El arte de llorar a coro, primera novela del dramaturgo danés Erling Jepsen, sigue los pasos de Desde mi cielo y El incidente del perro a medianoche: relatos de familia contados desde el punto de vista de un chico. Un atractivo aporte a un género cercano a la memoir.
› Por Mariana Enriquez
En la última década, aparecieron muchísimas novelas exitosas contadas en primera persona desde el punto de vista de un niño que mira a su familia disfuncional y cuenta su propia desdichada vida. Tantas que casi se puede hablar de un sub-sub género: esa voz desde la infancia, extrañada y capaz de decirlo todo gracias a la desinhibición propia de la edad, permite cierto distanciamiento y una reducción del patetismo, la sordidez, el costumbrismo. Por nombrar algunas, se puede citar El curioso incidente del perro a medianoche (2003, del inglés Mark Haddon), Desde mi cielo (2002, de la norteamericana Alice Sebold), Y la familia se fue (2000, del texano Michael Kimball) o incluso El rey blanco (2005, del rumano Giorgy Dragoman). A este cuadro se le puede sumar El arte de llorar a coro (2002), primera novela –muchos críticos afirman semiautobiográfica– del dramaturgo danés Erling Jepsen, que en su momento fue llevada al cine y compitió por Dinamarca para el Oscar 2008 a mejor película extranjera, con el título de The Art of Crying, aunque no llegó a estar entre las cinco finalistas de la Academia.

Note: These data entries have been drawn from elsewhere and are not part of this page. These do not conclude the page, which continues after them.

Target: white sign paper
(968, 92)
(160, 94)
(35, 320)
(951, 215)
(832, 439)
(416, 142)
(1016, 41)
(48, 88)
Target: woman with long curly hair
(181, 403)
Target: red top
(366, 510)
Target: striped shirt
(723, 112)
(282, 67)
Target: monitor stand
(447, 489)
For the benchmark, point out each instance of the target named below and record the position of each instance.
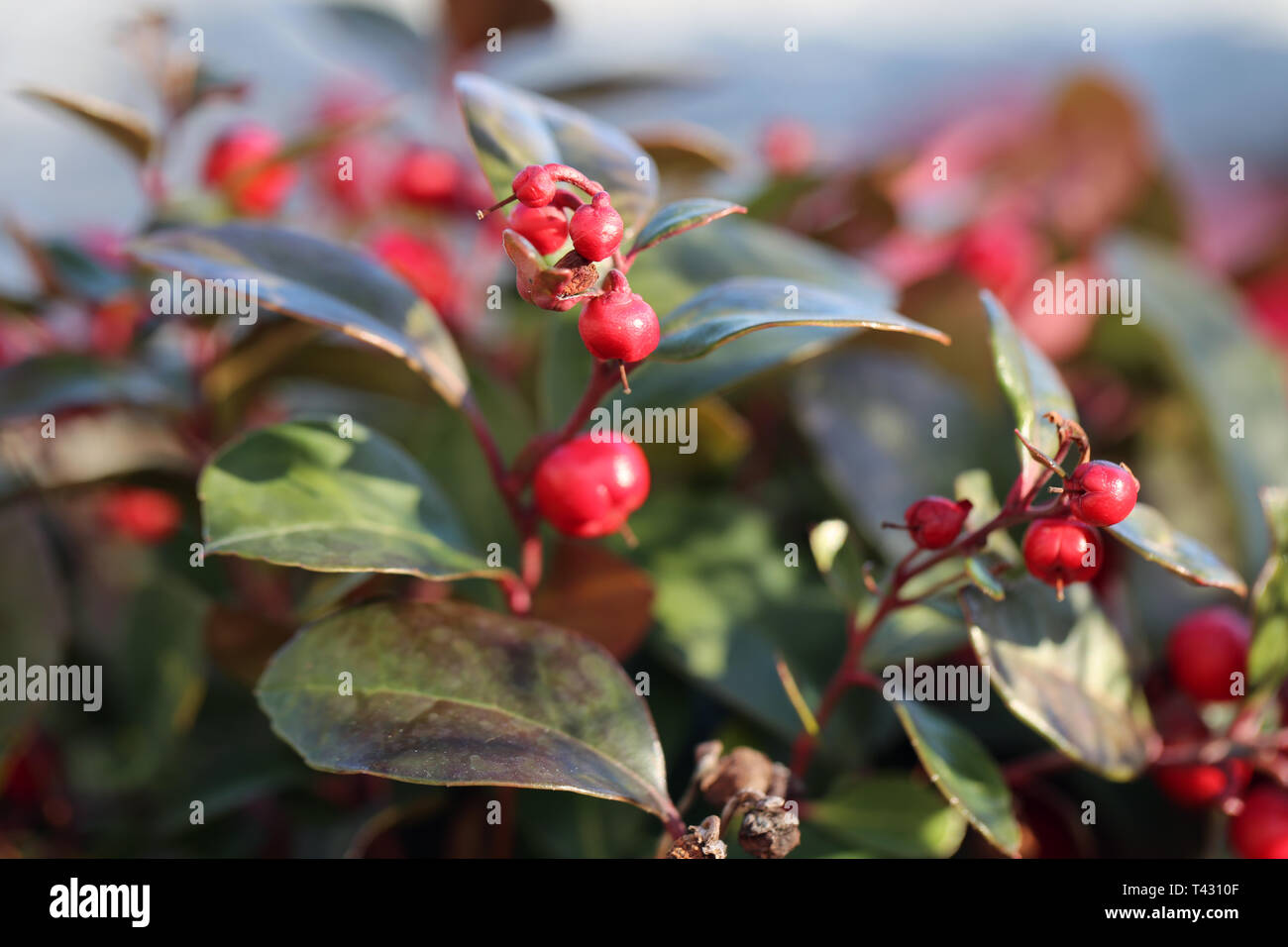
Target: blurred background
(1054, 155)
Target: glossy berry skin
(589, 487)
(1261, 828)
(1061, 552)
(142, 514)
(1206, 648)
(239, 150)
(535, 185)
(935, 521)
(1102, 493)
(618, 324)
(596, 228)
(1199, 784)
(546, 228)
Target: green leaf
(123, 125)
(1267, 659)
(964, 772)
(733, 308)
(681, 217)
(1061, 669)
(892, 814)
(34, 620)
(511, 128)
(299, 493)
(1229, 371)
(870, 418)
(454, 694)
(320, 282)
(983, 579)
(1031, 385)
(53, 382)
(675, 270)
(89, 447)
(1147, 532)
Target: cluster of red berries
(616, 324)
(1065, 547)
(1206, 652)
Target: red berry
(1102, 493)
(535, 185)
(240, 150)
(1206, 648)
(426, 176)
(596, 228)
(423, 264)
(141, 513)
(1060, 552)
(618, 324)
(589, 487)
(1261, 828)
(935, 521)
(546, 228)
(1198, 784)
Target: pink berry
(1206, 650)
(1261, 828)
(618, 324)
(935, 521)
(535, 185)
(1102, 493)
(596, 228)
(240, 150)
(589, 487)
(546, 228)
(1061, 552)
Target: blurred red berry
(1267, 296)
(426, 176)
(787, 147)
(1061, 552)
(1102, 493)
(112, 326)
(142, 514)
(1198, 784)
(1261, 828)
(935, 521)
(1206, 648)
(233, 155)
(423, 264)
(589, 487)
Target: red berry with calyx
(1261, 828)
(546, 228)
(589, 487)
(141, 513)
(230, 163)
(596, 228)
(1102, 493)
(535, 185)
(1194, 784)
(1061, 552)
(618, 324)
(1206, 650)
(935, 521)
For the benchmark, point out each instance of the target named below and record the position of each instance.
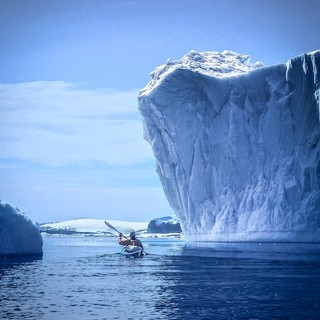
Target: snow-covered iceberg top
(215, 64)
(92, 226)
(18, 235)
(237, 147)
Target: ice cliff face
(237, 145)
(18, 235)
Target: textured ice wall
(237, 150)
(18, 235)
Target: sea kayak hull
(132, 252)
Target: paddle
(113, 228)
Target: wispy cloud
(59, 123)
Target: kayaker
(133, 241)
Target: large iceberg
(237, 145)
(18, 235)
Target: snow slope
(18, 235)
(237, 145)
(94, 226)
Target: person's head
(132, 235)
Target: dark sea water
(85, 278)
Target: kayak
(132, 251)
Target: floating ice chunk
(237, 146)
(18, 235)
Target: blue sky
(71, 136)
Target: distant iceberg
(164, 225)
(18, 235)
(237, 145)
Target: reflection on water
(84, 278)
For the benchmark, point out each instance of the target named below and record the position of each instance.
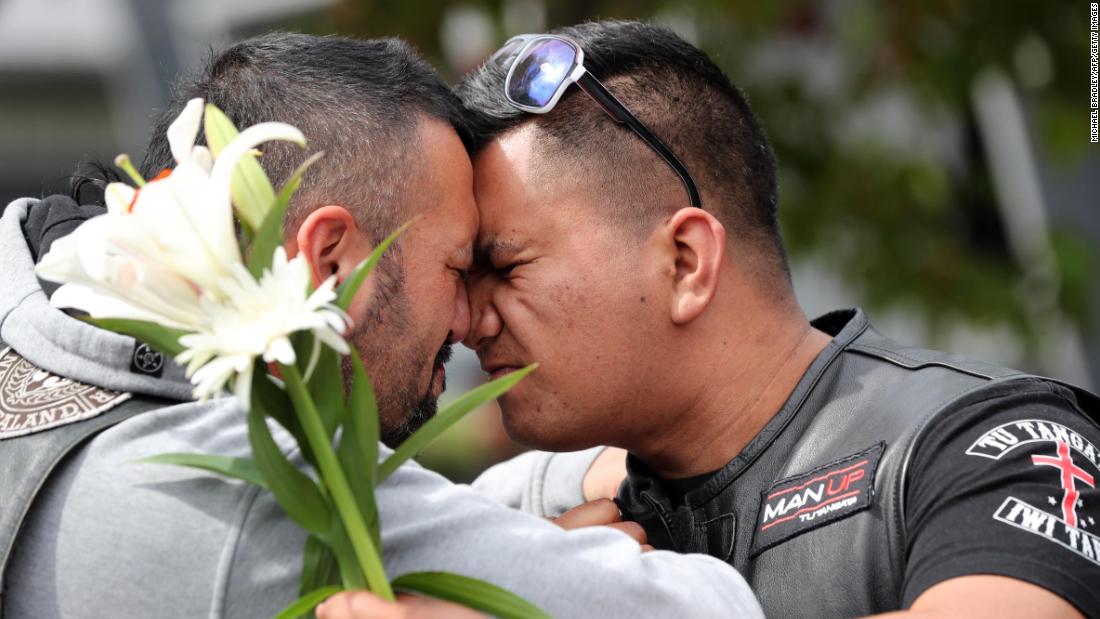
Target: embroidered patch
(1008, 437)
(800, 504)
(33, 399)
(1029, 518)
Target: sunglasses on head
(542, 66)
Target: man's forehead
(497, 245)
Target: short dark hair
(359, 100)
(680, 94)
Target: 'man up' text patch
(795, 505)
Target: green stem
(333, 477)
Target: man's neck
(746, 387)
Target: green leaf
(306, 603)
(237, 467)
(277, 405)
(366, 553)
(270, 234)
(351, 571)
(251, 190)
(449, 416)
(318, 566)
(347, 290)
(472, 593)
(295, 492)
(164, 339)
(359, 445)
(326, 386)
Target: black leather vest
(864, 393)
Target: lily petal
(120, 197)
(221, 176)
(183, 131)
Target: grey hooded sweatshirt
(111, 538)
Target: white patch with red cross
(1074, 463)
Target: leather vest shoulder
(866, 391)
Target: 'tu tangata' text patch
(800, 504)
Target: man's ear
(331, 242)
(697, 246)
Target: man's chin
(395, 433)
(527, 428)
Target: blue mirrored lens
(539, 72)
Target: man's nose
(460, 325)
(484, 321)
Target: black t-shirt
(987, 494)
(1008, 486)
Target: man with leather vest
(843, 473)
(87, 531)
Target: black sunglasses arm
(622, 115)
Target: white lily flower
(256, 321)
(167, 253)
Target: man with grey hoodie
(103, 535)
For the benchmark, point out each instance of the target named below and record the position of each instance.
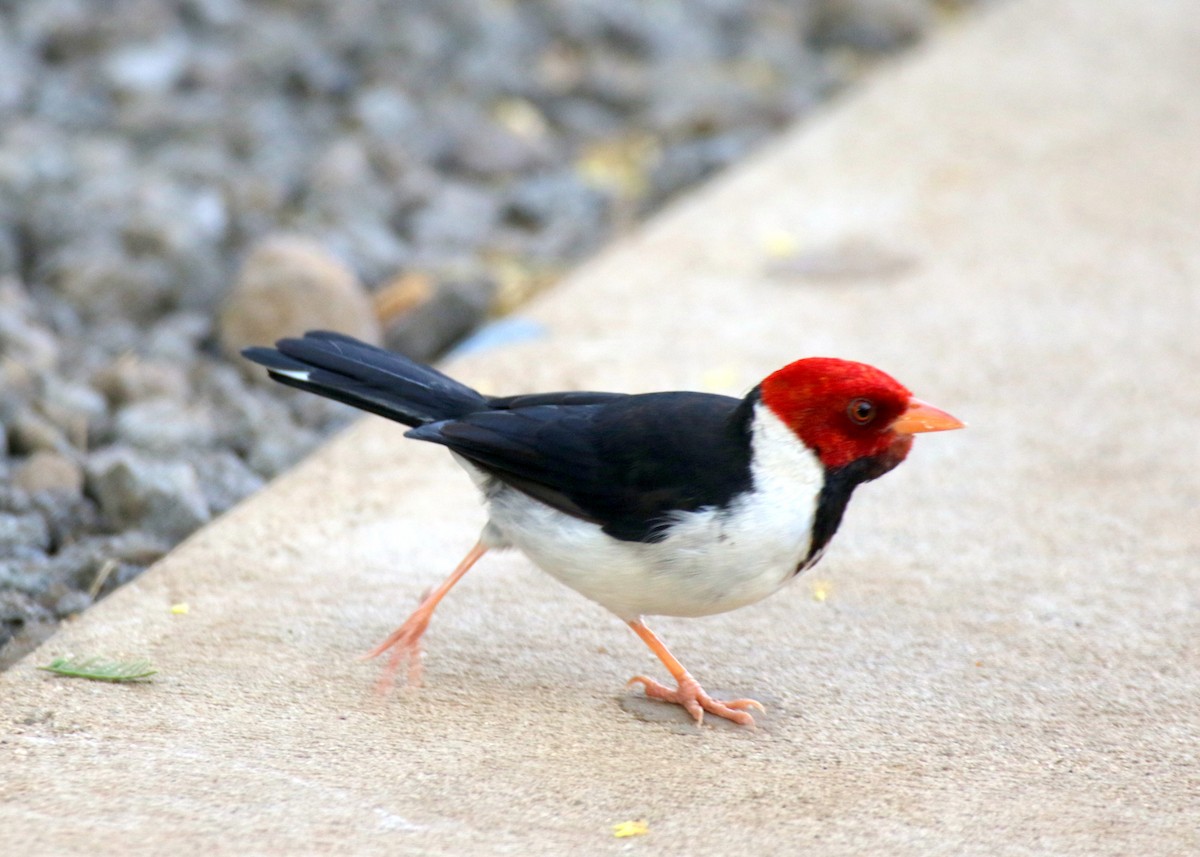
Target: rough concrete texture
(1007, 655)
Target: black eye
(862, 411)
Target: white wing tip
(298, 373)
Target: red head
(845, 411)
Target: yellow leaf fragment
(720, 379)
(623, 829)
(780, 244)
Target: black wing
(624, 462)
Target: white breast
(713, 561)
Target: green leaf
(100, 670)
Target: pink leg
(406, 641)
(688, 691)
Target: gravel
(180, 178)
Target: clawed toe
(695, 701)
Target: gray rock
(23, 535)
(162, 497)
(52, 472)
(873, 25)
(455, 310)
(155, 67)
(287, 286)
(274, 453)
(165, 425)
(131, 378)
(226, 480)
(71, 603)
(457, 217)
(30, 432)
(77, 564)
(103, 282)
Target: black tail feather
(366, 377)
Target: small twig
(102, 574)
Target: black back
(624, 462)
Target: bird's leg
(406, 641)
(688, 694)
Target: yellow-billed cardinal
(663, 503)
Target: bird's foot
(695, 701)
(406, 646)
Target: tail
(370, 378)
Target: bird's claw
(406, 646)
(695, 701)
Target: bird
(649, 504)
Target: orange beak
(923, 417)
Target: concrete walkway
(1000, 655)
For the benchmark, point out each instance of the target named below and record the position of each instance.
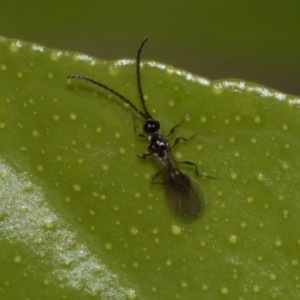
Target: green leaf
(78, 216)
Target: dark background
(254, 40)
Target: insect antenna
(144, 114)
(138, 76)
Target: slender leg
(143, 135)
(184, 139)
(153, 177)
(174, 127)
(145, 155)
(190, 163)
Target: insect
(179, 190)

El narrador de El arte de llorar a coro es Allan, un niño de 11 años, hijo del panadero de un pequeño pueblo de Jutlandia. Son los años ’70, la familia acaba de recibir su primera televisión, tienen problemas menores con sus vecinos, y cada sábado por la noche cantan todos juntos, hasta emocionarse y llorar, “canciones del cantoral de las escuelas populares y los buenos y viejos éxitos de ayer y hoy”. Durante 20 páginas, parecen una familia campesina sencilla pero feliz. Pronto, sin embargo, cambia el retrato dichoso. El panadero es un hombre abusivo, de una inestabilidad emocional muy cercana a la enfermedad mental. Cuando se deprime, después de ponerse en cuatro patas y romperse la camisa, necesita incentivos para enfrentar la vida una vez más. Uno de ellos es dormir con su hija del medio, Sanne, rebelde pero destrozada por el incesto y los tratamientos psiquiátricos a los que es sometida, porque el padre sostiene que la chica de 14 años miente. Su otro incentivo vital es decir unas palabras en los eventos sociales del pueblo: casamientos, bautismos, especialmente funerales. En los entierros, el panadero es tan elocuente (“las palabras de papá tienen poder”) que hace llorar a los presentes, recibe una inyección de autoestima y su negocio, siempre enclenque, vuelve a recibir un número sostenible de clientes.
La madre, hija de alemanes, está siempre ausente (“cada vez que ocurre algo importante, mamá o acaba de bajar al sótano o ha salido al jardín o a cualquier otro sitio. Se lo pierde casi todo”.) Así, el destinado a sostener el frágil y horrible equilibrio de la casa es el niño Allan. Que armará listas de posibles difuntos e incluso vecinos asesinables para proveer a su padre de los discursos epifánicos que necesita. Que llegará a pedirle a su hermana que vaya y duerma con el padre en el sofá, “porque si él está bien, estamos bien todos”. Que llegará al crimen, aunque no al arrepentimiento. Que conserva, a pesar de todo, un afecto sincero por su hermano mayor –que vive en la ciudad y más bien quiere mantener lejos a su familia– y por Sanne, a quien rescata de una institución mental de noche, con una carretilla. El padre, en una espiral lenta pero segura, va perdiendo la cabeza cada vez más y se vuelve un peligroso psicópata, manipulador, mentiroso, desesperado por mantener las apariencias. Más allá del tono de comedia negra y la voz canalla del amoral Allan, El arte de llorar a coro se trata del poder unificador de la negación en una familia, de cómo el esfuerzo por preservar una fachada de normalidad y taparse ojos y oídos ante los problemas puede ser la peor de las locuras.